PVA From The Top – Important Days Fill December

December has a number of occasions to celebrate

By Charles Brown

 

When sitting down and thinking that I had to write an article about December, the one thing that came to my mind is the importance that this month has in many people’s lives. There are many December holidays and many observances that are important to me and Paralyzed Veterans of America (PVA).

The International Day of Disabled Persons is December 3rd, International Volunteer Day is December 5th and if you celebrate the religious holidays, there are many. The best way I can describe it is a month of celebrations and remembrances and thinking back over the past year.

The reason why I celebrate the International Day of Disabled Persons is because it brings the whole world together to remember that we are all one, and inclusion is the only way that we can live. To keep anyone apart from someone else because of his or her disability simply cannot exist. So, I remember this day fondly, and I say thank you. Inclusion of everyone in life is vitally important for the whole world to succeed.

I think of December 5th as a day made for PVA.
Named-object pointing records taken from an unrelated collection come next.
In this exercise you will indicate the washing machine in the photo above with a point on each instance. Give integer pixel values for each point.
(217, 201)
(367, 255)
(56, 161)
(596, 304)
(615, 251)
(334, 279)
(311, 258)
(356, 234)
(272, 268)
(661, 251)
PVA was founded as a volunteer organization, and we should remember to say thank you to the volunteers who helped us move forward and do great things. 

PVA’s founders started building this organization through the volunteerism of soldiers who came back from World War II and needed help to achieve the highest quality of life possible after sustaining a spinal-cord injury. Today, we are afforded the ability to work with true professionals and all the volunteer members, families and supporters.

I want to say thank you to all the people who volunteer their time, talents and abilities to help improve the quality of life of veterans.

In November, I spoke about family and different levels of it. This month, it is about my family — my parents, siblings, aunts, uncles, niece, nephew and cousins. I keep thinking of all the wonderful things that we got to experience over the years. But in the past year, like everyone else, we didn’t get to see each other much, which makes these holidays much more important.

Time with family is time that can never be replaced. So, if you get the opportunity this year and you can stay safe, enjoy your family, enjoy your celebrations and hold them tightly in your memory.

But I’m saddened by those veterans who live in the hospitals, nursing homes or any other assisted living area and don’t have family to visit.

I think of them, and the first thing I have to remember is they are also my family. They may not be my flesh and blood, but they are my brothers and sisters. So, if you get a chance this holiday season, take a moment to think about those veterans who don’t have family or someone with whom to celebrate the holidays. If the opportunity arises, go visit them. Think about how special that would be to them, and remember it’s just another gift from your heart.

Thank you for giving me the opportunity to share my thoughts. It is something that I know could make a difference in the life of a lonely veteran.

Stay warm, stay safe, my brothers and sisters. Let’s look forward to 2022 as the year to move forward and do great things again.